The trend towards multiple cores is an engineering approach that helps the CPU designers avoid the power consumption problem that came with ever increasing frequency scaling. As CPU speeds rose into the 3-4 Ghz range the amount of electrical power required to go faster started to become prohibitive. The technical reasons for this are complex but factors like heat losses and leakage current (power that simply passes through the circuitry without doing anything useful) both increase faster as frequencies rise. While it's certainly possible to build a 6 GHz general purpose x86 CPU, it's not proven economical to do so efficiently. That's why the move to multi-core started and it is why we will see that trend continue at least until the parallelization issues become insurmountable. At the moment the trend towards virtualization has helped in the server arena as that allows us to parallelize aggregate workloads efficiently, for the moment at any rate.
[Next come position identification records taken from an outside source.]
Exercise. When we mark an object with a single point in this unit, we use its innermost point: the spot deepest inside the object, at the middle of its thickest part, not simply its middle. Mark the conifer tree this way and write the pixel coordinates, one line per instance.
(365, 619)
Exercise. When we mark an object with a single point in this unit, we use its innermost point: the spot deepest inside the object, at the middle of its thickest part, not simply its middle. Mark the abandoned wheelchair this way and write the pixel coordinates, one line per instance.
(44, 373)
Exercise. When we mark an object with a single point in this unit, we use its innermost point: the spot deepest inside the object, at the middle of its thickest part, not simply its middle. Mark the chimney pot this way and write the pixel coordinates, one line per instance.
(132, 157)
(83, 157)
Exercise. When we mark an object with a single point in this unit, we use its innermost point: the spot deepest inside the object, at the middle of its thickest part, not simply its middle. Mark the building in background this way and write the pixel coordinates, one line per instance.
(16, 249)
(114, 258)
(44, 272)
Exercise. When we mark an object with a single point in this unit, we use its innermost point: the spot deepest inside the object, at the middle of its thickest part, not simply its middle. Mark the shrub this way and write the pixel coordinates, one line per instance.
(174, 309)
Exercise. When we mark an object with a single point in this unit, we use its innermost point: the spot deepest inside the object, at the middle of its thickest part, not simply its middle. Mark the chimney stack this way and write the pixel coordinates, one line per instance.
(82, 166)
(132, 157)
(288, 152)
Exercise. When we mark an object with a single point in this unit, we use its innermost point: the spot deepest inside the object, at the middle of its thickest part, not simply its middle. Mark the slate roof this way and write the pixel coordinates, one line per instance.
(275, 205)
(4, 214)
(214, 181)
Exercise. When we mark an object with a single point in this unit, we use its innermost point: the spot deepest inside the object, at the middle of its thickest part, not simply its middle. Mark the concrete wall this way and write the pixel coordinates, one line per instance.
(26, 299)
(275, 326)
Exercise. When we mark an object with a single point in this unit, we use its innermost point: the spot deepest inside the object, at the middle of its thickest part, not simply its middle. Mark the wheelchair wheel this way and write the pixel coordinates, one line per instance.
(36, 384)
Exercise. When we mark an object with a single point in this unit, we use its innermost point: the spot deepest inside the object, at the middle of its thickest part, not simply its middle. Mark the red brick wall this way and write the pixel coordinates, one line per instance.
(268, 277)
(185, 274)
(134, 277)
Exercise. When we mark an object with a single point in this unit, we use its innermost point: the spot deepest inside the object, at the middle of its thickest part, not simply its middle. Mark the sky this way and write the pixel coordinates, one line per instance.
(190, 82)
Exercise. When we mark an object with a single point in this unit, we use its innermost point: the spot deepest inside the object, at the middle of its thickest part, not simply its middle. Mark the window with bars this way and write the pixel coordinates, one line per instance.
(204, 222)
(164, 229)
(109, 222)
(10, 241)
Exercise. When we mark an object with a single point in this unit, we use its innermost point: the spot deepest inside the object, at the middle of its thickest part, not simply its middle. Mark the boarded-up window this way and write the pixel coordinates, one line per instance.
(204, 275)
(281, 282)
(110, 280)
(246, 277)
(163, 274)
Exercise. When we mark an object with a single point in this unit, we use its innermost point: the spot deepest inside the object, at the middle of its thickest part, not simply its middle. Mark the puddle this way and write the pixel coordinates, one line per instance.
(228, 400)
As a practical example the E5640 Xeon (4 cores @ 2.66 GHz) has a power envelope of 95 watts while the L5630 (4 Cores @ 2.13 GHz) requires only 40 watts. That's 137% more electrical power for 24% more CPU power for CPU's that are for the most part feature compatible. The X5677 pushes the speed up to 3.46 GHz with some more features but that's only 60% more processing power for 225% more electrical power.
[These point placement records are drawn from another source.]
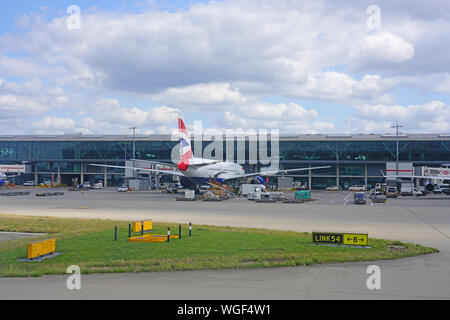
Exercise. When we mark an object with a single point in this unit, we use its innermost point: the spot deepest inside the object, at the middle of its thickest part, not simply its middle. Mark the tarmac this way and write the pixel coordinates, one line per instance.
(423, 221)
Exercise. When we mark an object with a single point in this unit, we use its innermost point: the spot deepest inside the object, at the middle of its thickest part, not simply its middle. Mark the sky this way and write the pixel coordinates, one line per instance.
(300, 67)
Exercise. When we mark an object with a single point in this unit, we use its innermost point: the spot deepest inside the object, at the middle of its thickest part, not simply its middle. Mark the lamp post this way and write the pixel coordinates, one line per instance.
(134, 145)
(397, 127)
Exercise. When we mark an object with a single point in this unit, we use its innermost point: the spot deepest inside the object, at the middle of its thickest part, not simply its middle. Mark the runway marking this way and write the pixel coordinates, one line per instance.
(428, 223)
(346, 199)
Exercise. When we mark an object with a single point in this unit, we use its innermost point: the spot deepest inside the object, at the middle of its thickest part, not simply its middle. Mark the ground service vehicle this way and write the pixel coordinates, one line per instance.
(334, 188)
(392, 192)
(359, 198)
(357, 188)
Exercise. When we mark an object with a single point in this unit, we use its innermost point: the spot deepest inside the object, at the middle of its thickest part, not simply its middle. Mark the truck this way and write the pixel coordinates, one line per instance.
(408, 189)
(259, 192)
(248, 188)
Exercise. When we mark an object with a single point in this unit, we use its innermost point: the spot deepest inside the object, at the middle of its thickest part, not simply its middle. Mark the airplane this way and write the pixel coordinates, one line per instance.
(194, 171)
(4, 178)
(428, 185)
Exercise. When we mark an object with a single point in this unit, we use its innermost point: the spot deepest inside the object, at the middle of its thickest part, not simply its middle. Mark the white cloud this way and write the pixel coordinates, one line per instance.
(433, 116)
(112, 111)
(201, 96)
(53, 124)
(380, 48)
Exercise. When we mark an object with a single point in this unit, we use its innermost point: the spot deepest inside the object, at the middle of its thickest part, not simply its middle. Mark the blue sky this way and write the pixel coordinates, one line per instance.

Now compare the X5560 (2.8 GHz, 4 cores, 95 watts) with the newer X5660 (2.8 GHz, 6 cores, 95 watts) and there's 50% extra computing power in the socket (potentially, assuming that Amdahl's law being kind to us for now) without requiring any additional electrical power. AMD's 6100 series CPU's see a similar gains in aggregate performance over the 2400\8400 series while keeping electrical power consumption flat.
For single-threaded tasks this is a problem but if your requirements are to deliver large amounts of aggregate CPU power to a distributed processing cluster or a virtualization cluster then this is a reasonable approach. This means that for most server environments today scaling out the number of cores in each CPU is a much better approach than trying to build faster\better single core CPU's.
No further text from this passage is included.